跳转至

Topic - Hash Table

Hash Table

Hash table (哈希表) is a collection of items which are stored in such a way as to make it easy to find item. Each position of the hash table, often called a bucket or slot, can hold an item and is named by an integer value starting at 0. The mapping between an item and the bucket where that item belongs in the hash table is called the hash function(哈希函数). A perfect hash function maps every items into a unique bucket. When two items hash to the same bucket, collision happens. And a systematic method, which called collision resolution, for placing the second item in the hash table must be put forward.

Direct-address tables

If the number of possible keys is small and they are unique, direct-address tables(直接寻址表) can be used. Each bucket corresponds to a unique key.

Insert(T,x):
    T[key(x)] = x   
Search(T,x):
    return(T[key(x)])
Delete(T,x):
    T[key(x)] = NIL

The range of the key determines the size of the direct address table and may be too large to be practical. For instance, it's not likely that you'll be able to use a direct address table to store elements which have arbitrary 32-but integers as their keys for a few years yet.

Hash function

What is a good hash function? Hash functions should have the following properties:

  • Fast computation of the hash value (O(1)).
  • Hash values should be distributed (nearly) uniformly.

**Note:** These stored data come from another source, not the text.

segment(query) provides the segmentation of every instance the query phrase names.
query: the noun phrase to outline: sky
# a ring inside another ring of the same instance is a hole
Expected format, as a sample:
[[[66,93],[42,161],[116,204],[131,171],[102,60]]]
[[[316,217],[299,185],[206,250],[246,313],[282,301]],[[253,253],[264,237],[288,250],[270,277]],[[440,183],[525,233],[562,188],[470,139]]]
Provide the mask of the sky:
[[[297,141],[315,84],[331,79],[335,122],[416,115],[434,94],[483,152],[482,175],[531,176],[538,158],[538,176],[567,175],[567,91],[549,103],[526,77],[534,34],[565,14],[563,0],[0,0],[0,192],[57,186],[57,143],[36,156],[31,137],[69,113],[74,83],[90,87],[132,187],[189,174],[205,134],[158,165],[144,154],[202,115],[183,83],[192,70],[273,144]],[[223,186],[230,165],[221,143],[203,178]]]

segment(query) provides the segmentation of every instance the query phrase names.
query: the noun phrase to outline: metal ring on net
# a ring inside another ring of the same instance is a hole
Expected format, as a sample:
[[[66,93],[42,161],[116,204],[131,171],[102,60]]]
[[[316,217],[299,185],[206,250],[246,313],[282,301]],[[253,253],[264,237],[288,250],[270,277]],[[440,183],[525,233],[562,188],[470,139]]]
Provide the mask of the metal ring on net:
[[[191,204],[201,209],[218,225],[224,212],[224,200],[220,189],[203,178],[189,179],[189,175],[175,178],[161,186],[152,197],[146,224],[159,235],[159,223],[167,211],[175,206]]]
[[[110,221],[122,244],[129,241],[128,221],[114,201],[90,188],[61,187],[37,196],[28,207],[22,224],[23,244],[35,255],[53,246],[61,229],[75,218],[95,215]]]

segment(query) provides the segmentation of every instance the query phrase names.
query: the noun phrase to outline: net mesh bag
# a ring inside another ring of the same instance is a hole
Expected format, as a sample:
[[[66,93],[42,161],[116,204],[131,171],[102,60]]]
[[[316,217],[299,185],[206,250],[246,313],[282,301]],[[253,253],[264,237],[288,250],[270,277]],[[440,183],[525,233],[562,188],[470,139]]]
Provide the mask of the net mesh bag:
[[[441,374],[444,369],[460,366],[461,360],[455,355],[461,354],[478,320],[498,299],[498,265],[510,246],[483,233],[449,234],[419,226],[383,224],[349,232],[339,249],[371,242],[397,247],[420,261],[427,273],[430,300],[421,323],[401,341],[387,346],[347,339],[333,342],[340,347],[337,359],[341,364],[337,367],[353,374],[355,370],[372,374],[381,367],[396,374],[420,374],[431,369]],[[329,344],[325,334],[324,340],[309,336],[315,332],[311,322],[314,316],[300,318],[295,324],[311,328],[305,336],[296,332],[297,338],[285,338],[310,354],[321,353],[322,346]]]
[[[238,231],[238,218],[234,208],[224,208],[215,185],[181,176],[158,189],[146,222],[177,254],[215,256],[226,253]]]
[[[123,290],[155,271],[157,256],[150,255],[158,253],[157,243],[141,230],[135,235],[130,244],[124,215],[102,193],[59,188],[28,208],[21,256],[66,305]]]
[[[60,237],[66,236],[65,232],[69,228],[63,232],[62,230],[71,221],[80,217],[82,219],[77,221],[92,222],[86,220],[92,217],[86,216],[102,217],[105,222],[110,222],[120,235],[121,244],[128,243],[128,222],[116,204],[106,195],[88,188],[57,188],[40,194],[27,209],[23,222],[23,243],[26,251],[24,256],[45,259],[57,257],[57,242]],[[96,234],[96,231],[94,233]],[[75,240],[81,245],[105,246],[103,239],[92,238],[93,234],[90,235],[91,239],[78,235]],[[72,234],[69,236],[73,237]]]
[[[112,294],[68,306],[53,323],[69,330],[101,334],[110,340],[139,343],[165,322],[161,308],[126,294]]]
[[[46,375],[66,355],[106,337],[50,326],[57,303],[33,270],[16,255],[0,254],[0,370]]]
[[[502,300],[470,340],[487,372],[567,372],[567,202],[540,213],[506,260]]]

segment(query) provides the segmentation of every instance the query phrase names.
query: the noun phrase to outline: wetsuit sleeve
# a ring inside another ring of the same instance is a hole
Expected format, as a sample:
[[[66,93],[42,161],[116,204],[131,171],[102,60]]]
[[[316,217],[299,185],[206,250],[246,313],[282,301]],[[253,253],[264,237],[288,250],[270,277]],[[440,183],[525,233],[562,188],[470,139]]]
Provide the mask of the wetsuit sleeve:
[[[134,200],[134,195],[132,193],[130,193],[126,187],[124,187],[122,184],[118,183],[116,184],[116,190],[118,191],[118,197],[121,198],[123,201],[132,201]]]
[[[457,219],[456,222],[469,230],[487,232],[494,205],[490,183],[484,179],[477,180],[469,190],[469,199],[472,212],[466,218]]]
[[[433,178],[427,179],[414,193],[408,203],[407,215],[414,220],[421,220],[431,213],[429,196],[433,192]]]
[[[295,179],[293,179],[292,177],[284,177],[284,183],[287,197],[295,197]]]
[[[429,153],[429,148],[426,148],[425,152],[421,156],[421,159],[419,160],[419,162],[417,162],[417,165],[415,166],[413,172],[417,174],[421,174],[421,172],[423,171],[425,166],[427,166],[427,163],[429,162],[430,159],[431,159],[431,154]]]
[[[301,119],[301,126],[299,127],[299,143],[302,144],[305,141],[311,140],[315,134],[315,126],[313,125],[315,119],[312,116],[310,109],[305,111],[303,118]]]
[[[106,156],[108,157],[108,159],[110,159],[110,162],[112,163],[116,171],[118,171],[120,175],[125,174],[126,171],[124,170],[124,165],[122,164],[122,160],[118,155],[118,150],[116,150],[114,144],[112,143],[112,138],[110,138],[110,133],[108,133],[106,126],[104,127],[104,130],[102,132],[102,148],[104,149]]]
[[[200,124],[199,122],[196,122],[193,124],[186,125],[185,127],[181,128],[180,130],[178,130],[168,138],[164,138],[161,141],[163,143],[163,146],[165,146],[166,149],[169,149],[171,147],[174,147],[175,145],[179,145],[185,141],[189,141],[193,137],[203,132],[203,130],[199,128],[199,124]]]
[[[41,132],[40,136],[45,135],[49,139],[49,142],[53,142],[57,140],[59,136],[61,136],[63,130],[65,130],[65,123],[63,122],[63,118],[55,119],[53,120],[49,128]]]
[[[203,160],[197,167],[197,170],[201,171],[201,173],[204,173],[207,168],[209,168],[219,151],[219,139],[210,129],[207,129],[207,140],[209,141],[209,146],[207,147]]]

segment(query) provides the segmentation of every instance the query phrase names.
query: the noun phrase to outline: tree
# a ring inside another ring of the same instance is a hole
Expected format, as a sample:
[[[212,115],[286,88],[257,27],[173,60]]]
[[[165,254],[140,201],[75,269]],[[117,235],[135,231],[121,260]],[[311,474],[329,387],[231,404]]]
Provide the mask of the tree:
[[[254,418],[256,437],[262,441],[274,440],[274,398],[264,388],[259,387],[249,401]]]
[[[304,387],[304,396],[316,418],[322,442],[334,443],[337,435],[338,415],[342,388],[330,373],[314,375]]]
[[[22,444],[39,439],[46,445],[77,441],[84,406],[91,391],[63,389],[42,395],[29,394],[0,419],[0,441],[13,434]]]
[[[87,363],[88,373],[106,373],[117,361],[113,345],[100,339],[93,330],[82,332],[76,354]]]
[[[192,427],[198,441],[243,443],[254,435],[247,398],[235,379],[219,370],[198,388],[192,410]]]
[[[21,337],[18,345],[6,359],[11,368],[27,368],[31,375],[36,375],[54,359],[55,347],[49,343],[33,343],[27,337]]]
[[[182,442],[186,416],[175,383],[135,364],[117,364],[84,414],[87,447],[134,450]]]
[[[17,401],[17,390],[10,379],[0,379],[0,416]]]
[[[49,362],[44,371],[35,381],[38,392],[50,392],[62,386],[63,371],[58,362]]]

The goal of a hash function is

  • disperse the keys in an apparently random way

Remainder method simply takes an item and divides it by the table size, returning the remainder as its hash value, i.e. h(item)=item\%11

Folding method begins by dividing the item into equal size pieces (the last piece may not be of equal size), and then added together to give the resulting hash value by extra step of dividing by the table size and keeping the remainder.

Collision Resolution

Various techniques are used to manage collision:

  • Separate Chaining (分离链接法)
  • Open addressing (开放寻址法)
    • linear probing (线性探查)
    • quadratic probing (二次探查)

Separate chaining

Separate Chaining allows each bucket to hold a reference to a collection of items. It allows many items to exist at the same location in the hash table.

Separate chaining is literally an array of linked lists. But it’s not a great fit for modern CPUs. It has a lot of overhead from pointers and tends to scatter little linked list nodes around in memory which isn’t great for cache usage. 3

Open addressing

In open addressing, all elements live directly in the bucket array, with one element per slot. If two elements collide in the same bucket, we find a different empty bucket to use instead.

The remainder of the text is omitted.